What Is a Privacy Center and Why Does It Matter?
A privacy center is a central hub that allows your consumers to gain transparency and control over their data. They can learn about your data privacy processes and how you handle their sensitive information.
A privacy center will inform consumers about:
- What data you collect and why you collect it
- How you collect their information and what you’ll do with it
- Whether you share any of the information with third parties
- Your cookie policies and consent
- Your privacy policy
- The privacy laws you follow and their rights under these laws
- The process for making data subject requests
It’s an important tool for building trust with your users, as it helps you communicate your commitment to protecting their privacy and information. It is also useful for handling regulatory compliance, especially when you’re dealing with multiple laws across various regions.
Your users can come to this one space and find out everything they need to know, including what their privacy rights are and how they can exercise them.
How you implement it is up to you. Some companies have a dedicated portal where users can log in and manage their preferences. Others keep it simple with a privacy banner or a dedicated page that lists all the information.
What’s the Difference Between a Privacy Center and a Preference Center?
The two might sound quite similar, but a preference center is a different beast. It’s where customers can define how they want your business to communicate with them. For example, they can tell you if they want to receive updates through email or text messages. Or, they can specify that they’re interested in receiving official news but no marketing-related communications.
As such, preference centers come under the purview of privacy centers, but are one part of the larger process of giving customers control over their interactions with you.
A privacy center, on the other hand, is for communicating your overall privacy posture and giving your users the opportunity to decide how they want their personal information to be handled.
What Are the Key Components of a Privacy Center?
Privacy Notice
Privacy laws require you to inform your customers about what you’re collecting and how you’ll use it. An easy way to do it is through a privacy notice.
You can put all the information about your data collection practices in this notice for complete clarity, including any information about third parties you share the data with and your data processing activities. We go into more detail in our blog, How to Write a Privacy Policy.
Cookie Preferences
Cookies are small text files installed on the user’s device when they visit your website or use your app. Their purposes range from supporting website functionality to tracking user behavior as they browse through the internet.
Since cookies track users and collect their data, their use falls under data privacy regulations. As such, if you need user consent to collect their personal information, you also need their consent to drop cookies on their browser.
Opt-in laws like the GDPR say you need explicit consent before you use non-essential cookies. Laws like the CCPA follow an opt-out model, meaning you can use cookies so long as you inform users about your use of cookies and give them a means of opting out.

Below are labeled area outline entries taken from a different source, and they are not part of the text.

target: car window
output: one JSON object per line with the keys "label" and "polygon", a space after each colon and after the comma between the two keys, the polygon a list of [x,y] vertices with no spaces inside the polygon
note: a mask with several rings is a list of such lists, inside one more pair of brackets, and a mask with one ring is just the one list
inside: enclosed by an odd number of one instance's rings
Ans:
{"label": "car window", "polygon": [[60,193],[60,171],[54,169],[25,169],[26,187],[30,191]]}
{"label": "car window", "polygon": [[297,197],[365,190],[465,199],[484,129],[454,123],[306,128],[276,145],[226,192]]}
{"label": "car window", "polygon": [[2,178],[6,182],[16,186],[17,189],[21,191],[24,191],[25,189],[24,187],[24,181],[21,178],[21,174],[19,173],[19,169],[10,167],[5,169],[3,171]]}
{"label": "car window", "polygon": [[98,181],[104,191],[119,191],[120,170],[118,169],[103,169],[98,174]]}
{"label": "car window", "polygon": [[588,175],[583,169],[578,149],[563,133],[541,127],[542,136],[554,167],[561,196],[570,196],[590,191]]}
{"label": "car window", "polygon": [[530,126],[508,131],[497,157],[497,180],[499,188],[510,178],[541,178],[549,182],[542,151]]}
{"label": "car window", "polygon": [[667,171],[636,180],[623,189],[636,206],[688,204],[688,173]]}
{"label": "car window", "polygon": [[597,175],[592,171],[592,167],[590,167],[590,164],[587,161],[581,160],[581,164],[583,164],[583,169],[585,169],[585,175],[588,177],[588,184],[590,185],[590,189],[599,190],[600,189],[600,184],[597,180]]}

By putting cookie preference management abilities in your privacy center, you empower your customers to proactively take control of their data and how they want to share it.
Other Consent Preferences
Cookies are the most common way that businesses collect consumer information, but they aren’t the only way. You could collect data via forms, by tracking app activity, or through any number of other channels or methods. Data privacy laws regulate these data collection practices in the same way as they do cookies. Your privacy center is an excellent place to give consumers insight into and control over their data, no matter where or how you collect it.

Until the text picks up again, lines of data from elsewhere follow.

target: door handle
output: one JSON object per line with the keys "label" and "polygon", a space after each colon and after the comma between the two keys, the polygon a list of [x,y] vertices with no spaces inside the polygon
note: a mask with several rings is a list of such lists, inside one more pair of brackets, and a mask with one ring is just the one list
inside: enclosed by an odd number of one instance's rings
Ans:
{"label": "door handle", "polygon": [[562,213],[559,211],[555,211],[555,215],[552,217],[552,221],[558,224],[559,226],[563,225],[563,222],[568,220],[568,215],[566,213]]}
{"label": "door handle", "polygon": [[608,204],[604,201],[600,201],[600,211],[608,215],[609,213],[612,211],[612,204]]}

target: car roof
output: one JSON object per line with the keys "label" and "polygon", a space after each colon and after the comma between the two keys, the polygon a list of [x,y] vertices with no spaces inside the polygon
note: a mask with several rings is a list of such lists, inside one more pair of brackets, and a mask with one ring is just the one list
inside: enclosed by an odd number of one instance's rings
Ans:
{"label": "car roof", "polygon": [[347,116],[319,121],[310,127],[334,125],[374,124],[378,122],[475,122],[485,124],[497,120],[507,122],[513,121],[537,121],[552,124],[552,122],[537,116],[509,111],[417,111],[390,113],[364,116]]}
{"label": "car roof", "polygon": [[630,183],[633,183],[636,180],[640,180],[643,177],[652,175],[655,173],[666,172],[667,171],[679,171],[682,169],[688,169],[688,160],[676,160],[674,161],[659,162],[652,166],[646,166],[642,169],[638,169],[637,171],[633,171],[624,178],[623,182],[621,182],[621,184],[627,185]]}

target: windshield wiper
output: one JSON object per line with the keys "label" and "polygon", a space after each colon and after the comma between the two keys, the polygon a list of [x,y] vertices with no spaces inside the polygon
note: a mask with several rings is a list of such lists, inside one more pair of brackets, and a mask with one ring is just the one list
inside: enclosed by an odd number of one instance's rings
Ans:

‘Do Not Sell or Share My Personal Information’ and ‘Limit the Use of My Sensitive Personal Information’ Links
If you’re subject to the CCPA, then you’ll need to provide consumers a way to opt out of the sale or sharing of their personal information and to request that you limit the use of their sensitive personal information. Typically, this is done through links on your homepage. If you offer a privacy center, it’s a good idea to include those links there as well.

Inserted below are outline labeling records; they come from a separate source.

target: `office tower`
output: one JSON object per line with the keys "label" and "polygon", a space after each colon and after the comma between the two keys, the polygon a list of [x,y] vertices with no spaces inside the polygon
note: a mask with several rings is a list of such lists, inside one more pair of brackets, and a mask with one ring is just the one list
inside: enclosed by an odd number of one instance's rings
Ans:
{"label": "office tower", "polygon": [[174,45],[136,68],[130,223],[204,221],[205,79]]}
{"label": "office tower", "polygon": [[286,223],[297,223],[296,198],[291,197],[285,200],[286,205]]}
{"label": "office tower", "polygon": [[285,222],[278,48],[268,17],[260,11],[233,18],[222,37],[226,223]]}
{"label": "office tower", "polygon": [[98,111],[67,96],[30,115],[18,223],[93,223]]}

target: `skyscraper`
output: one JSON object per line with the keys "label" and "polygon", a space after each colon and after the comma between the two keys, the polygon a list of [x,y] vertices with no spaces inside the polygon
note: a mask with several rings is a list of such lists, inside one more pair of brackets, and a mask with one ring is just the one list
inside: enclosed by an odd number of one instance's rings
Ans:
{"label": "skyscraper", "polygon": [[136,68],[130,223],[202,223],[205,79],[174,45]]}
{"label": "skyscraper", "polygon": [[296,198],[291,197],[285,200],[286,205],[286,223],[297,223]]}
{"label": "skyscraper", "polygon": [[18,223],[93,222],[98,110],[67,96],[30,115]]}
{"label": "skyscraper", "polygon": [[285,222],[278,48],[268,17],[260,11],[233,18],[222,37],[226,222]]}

When a user clicks on a “Do Not Sale/Share” link, you have 15 days to stop any and all transfers of the users’ personal information to third parties.
If a user clicks on a “Limit the Use of My Sensitive Personal Information” link, then you have 15 days to limit the use of that users’ sensitive information to what’s necessary to perform the services or provide goods reasonably expected by an average consumer.
Privacy Rights Management
A key principle of data privacy is that users should have control over their personal information. They should be able to see the information you have stored, correct it if it’s outdated or inaccurate, ask you to delete it if they’ve changed their mind about sharing it, and make other requests depending on their governing law.
They may have the right to:
- Request access to their personal information
- Ask you to correct or change some or all of it
- Opt out of the sale or sharing of their information
- Limit the use of their sensitive information
- Refuse the use of their data in decisions made solely by AI or algorithms
- Not face retaliation—like denying them services or limiting what they can view or access—from the business when they exercise any of their rights
- Know which third parties received their data
- Ask you to delete their data
You can set up the means for them to exercise their rights within your privacy center, making it easy for them and for you.